NHS and social care requires an extra £12bn a year to recover from pandemic damage, IPPR report
An extra £12 billion a year investment is needed in the NHS and care system to try and recover the damage done by Covid-19, according to a report which looked at the impact of the pandemic.
Covid-19 has inflicted such damage on England’s health and care services that it has undone years of progress and threatens “decade of health disruption,” the Institute for Public Policy Research (IPPR) said in its State of Health and Care report.
There have been 31 million fewer GP appointments, which will be most concerning for people with long-term conditions, and an additional 4,500 avoidable cancer deaths are expected this year because of pandemic disruptions, the report found.
Checks on people with severe mental illnesses have fallen below a third of their target levels, resulting in 235,000 fewer people having been referred for psychological therapies.
It is suggested most of the 30,000 care home deaths in the first wave were largely avoidable and an additional 12,000 avoidable heart attacks and strokes are expected in the next five years due to Covid-19 disruptions to routine health services.
The IPPR says the severe strain being endured by the NHS in England can be tackled with an extra £2.2 billion per year for the next five years to try and pull back on the elective backlog and manage the mental health surge.
Just restoring England’s NHS to its pre-pandemic level is not enough, according to the IPPR, which calculates that a further £10.1 billion of annual investment would be needed on top of the £2.2 billion Covid-19 catch-up funding to help get it back on course to meet its own NHS Long Term Plan objectives.
The IPPR believes this spending should be funded by borrowing but taxes will need to rise in the future to fund the higher spending permanently.
The report offers costed solutions to the shrinking workforce, the crisis in care and fragmented health services, according to lead report author and IPPR research fellow Dr Parth Patel (pictured).
He said: “The NHS has been there for us, from outbreak to vaccine.
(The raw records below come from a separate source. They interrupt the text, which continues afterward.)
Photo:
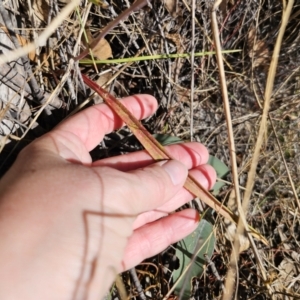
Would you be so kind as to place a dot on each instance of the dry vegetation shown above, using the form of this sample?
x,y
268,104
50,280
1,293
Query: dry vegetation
x,y
249,26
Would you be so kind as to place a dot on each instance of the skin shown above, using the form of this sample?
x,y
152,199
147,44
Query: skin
x,y
69,225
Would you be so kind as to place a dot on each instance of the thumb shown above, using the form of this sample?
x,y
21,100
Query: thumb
x,y
156,184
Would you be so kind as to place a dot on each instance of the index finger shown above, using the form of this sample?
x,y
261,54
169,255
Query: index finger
x,y
93,123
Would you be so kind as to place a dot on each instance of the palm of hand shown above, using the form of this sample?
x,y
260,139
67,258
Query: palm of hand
x,y
79,223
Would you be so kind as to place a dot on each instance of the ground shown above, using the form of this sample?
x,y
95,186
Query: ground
x,y
191,107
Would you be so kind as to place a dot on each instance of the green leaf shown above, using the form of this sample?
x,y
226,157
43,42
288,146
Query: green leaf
x,y
199,243
221,170
218,165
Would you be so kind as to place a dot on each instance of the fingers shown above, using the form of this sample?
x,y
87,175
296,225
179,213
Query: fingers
x,y
155,237
144,189
190,154
90,125
205,174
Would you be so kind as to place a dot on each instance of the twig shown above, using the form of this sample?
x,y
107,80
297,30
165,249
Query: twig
x,y
285,164
35,89
137,284
193,73
42,38
242,223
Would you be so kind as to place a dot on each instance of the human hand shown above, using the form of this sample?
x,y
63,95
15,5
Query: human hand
x,y
69,225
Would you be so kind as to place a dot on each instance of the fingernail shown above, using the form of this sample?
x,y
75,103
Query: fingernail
x,y
176,170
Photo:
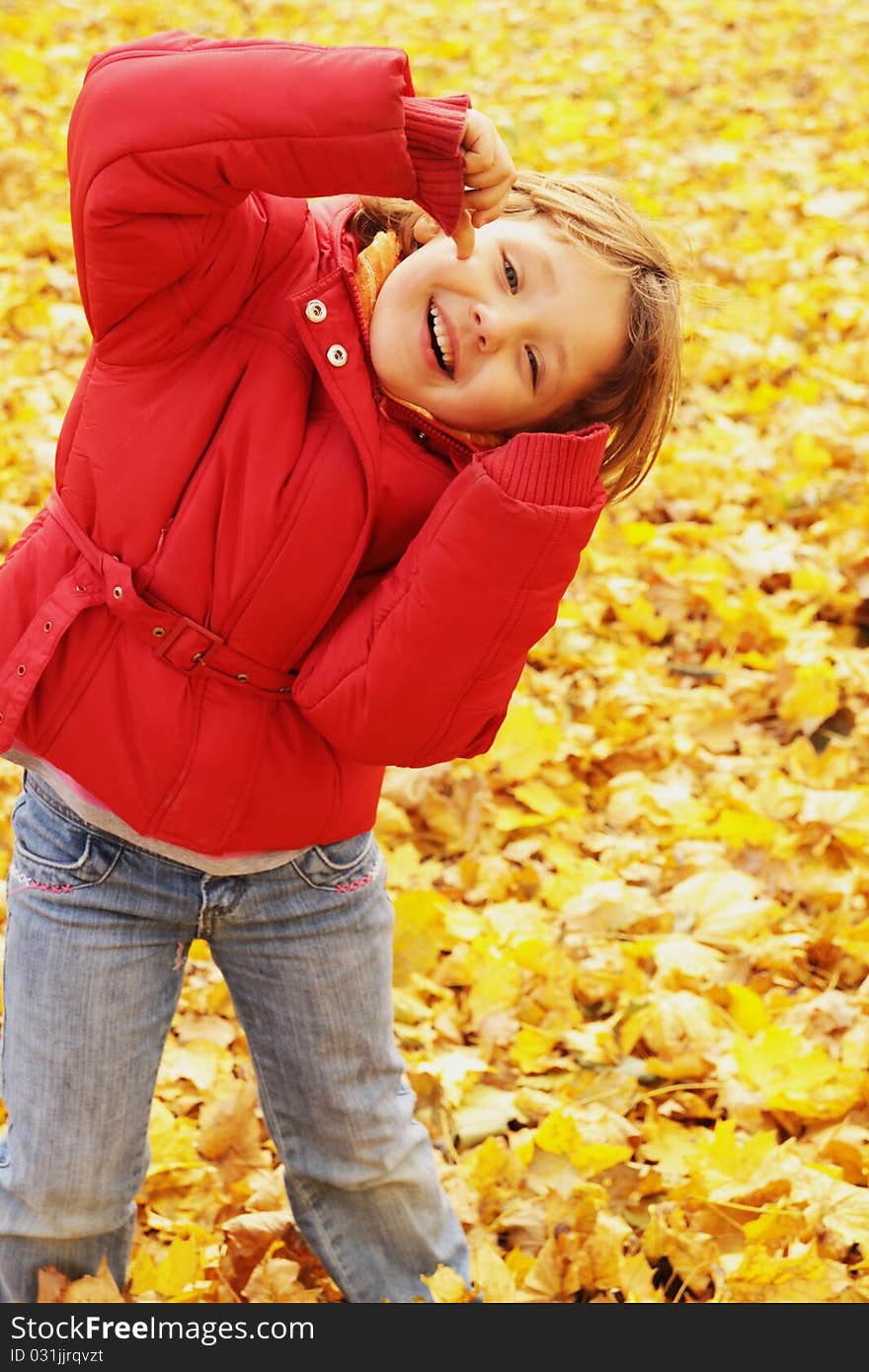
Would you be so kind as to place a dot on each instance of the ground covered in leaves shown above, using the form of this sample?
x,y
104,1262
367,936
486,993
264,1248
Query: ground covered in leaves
x,y
633,940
Our blueprint for reform is the booster shot it now dearly needs.
“A decade of austerity left our NHS running at the top of its capacity, rather than the top of its game. As a result, the consequences of the pandemic on people suffering with illnesses such as cancer and depression have been huge. There is a real risk now that this damage embeds and the NHS falls further down international rankings.”
The IPPR is calling for at least £1.4 billion to enable an average pay rise of five per cent for NHS staff as an immediate priority along with the guarantee of a living wage for all care workers through government wage subsidy at a cost of £1 billion.
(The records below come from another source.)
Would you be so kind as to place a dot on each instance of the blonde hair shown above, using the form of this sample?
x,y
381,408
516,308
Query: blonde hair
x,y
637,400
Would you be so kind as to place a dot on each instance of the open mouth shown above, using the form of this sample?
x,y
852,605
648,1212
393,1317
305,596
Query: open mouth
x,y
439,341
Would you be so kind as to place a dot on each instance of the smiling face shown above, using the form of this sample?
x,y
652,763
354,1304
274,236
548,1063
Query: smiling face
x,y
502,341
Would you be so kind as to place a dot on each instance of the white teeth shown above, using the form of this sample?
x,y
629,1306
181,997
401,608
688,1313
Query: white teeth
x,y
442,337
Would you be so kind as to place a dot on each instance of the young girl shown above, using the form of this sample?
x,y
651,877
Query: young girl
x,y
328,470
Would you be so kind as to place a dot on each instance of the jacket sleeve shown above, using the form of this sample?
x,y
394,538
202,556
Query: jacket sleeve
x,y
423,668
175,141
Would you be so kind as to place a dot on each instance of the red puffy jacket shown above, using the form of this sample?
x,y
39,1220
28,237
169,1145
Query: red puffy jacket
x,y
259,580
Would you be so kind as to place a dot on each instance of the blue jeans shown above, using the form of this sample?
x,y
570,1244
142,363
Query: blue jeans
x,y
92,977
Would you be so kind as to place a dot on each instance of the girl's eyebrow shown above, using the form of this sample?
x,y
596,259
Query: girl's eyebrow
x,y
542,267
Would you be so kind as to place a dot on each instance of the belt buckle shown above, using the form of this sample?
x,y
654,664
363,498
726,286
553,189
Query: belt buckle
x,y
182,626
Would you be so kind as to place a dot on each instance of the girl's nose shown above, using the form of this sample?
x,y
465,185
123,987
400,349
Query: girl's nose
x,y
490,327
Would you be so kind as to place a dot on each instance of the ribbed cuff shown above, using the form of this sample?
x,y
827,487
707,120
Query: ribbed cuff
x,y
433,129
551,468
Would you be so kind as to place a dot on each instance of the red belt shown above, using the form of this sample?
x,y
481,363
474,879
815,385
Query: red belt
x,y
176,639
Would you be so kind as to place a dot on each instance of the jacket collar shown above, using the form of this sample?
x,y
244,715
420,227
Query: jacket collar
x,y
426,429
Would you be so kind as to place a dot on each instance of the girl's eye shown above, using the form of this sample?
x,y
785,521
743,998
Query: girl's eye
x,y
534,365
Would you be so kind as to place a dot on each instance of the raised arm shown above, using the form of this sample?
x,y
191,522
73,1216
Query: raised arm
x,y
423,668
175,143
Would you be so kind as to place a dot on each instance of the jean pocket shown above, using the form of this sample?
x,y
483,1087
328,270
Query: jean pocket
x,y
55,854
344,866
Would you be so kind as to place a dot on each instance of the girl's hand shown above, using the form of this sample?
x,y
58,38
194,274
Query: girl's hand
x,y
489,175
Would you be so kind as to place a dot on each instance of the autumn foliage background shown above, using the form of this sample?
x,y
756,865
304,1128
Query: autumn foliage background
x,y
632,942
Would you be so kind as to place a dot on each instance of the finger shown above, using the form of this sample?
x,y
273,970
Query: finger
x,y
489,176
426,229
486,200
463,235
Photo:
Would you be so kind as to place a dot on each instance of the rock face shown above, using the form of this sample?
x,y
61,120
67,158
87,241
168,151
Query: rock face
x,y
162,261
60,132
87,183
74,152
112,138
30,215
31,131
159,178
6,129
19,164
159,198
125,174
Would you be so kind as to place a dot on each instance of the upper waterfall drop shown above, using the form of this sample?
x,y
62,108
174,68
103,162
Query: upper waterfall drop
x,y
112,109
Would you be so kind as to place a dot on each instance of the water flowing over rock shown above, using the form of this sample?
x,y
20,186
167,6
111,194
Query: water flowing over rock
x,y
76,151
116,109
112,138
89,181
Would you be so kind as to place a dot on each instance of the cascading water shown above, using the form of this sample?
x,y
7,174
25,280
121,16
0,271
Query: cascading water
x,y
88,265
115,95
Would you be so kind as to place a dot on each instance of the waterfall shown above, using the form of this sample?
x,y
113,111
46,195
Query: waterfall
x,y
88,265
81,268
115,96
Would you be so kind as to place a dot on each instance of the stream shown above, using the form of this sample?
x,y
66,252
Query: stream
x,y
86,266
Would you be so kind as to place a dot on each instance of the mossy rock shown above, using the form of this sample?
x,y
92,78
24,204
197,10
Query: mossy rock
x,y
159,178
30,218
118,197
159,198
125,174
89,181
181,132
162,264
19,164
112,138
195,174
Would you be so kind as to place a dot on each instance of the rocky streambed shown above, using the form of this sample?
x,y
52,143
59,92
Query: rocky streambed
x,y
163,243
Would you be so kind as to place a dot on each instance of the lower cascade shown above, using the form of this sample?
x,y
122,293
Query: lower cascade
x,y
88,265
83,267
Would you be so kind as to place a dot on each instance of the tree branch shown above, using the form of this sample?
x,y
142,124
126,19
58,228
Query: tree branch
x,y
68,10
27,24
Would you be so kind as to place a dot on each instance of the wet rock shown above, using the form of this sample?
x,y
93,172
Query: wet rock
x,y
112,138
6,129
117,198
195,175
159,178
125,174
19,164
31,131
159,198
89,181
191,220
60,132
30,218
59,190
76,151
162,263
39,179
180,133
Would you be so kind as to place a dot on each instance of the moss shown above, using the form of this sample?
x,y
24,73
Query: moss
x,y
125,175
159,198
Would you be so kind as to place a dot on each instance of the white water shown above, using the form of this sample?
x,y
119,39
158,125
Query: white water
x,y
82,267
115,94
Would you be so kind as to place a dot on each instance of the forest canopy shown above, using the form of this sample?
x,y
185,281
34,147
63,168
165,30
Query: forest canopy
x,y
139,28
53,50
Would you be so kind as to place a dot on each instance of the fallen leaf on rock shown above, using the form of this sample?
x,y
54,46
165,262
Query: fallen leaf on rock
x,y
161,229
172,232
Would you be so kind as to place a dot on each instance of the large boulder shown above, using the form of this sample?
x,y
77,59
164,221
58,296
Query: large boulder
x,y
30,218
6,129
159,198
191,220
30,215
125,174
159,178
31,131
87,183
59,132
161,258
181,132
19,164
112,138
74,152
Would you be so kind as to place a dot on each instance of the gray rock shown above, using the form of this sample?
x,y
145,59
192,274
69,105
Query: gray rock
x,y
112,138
It also says that social care should be free at the point of need and internet costs should be reimbursed for those most in need.
Royal College of Nursing chief executive and general secretary Dame Donna Kinnair said “the government must take urgent action to retain the thousands of exhausted and over-worked nursing staff.”
She added: “We are clear this means investing in a 12.5% pay rise because more nursing staff will equal better patient safety.
“When the pandemic ends, services cannot be rebuilt better without the health and care professionals to operate them. Nursing staff must be at the heart of any recovery plans.”
Longer-term plans should include reforming health education, training and progression to develop a workforce with the right skills mix to meet future health needs, the IPPR findings state.
Upgrading ageing buildings as part of increased NHS infrastructure spending which also helps create more capacity is also needed.
It was suggested that increased integrated working between health, care and public health services would be helpful in improving outcomes and it is time for the NHS to get an upgrade of it digital infrastructure.
The report also calls for a long-term plan for social care that drives low quality providers out of the market, puts a cap on accommodation costs, shifts ownership back to public and voluntary sectors and brings care worker pay in line with NHS pay scales.
The report was launched as NHS leaders stated that staff burnout and a surge in mental illness are the post-pandemic challenges which they are most worried about.
These two issues were each feared by 44% of the 172 senior leaders in NHS agencies and local government who were questioned in a IPPR- commissioned poll.
There were 80% of NHS leaders who believed that social care reform will be “very important” if the NHS is to achieve the targets set out in the NHS Long Term Plan.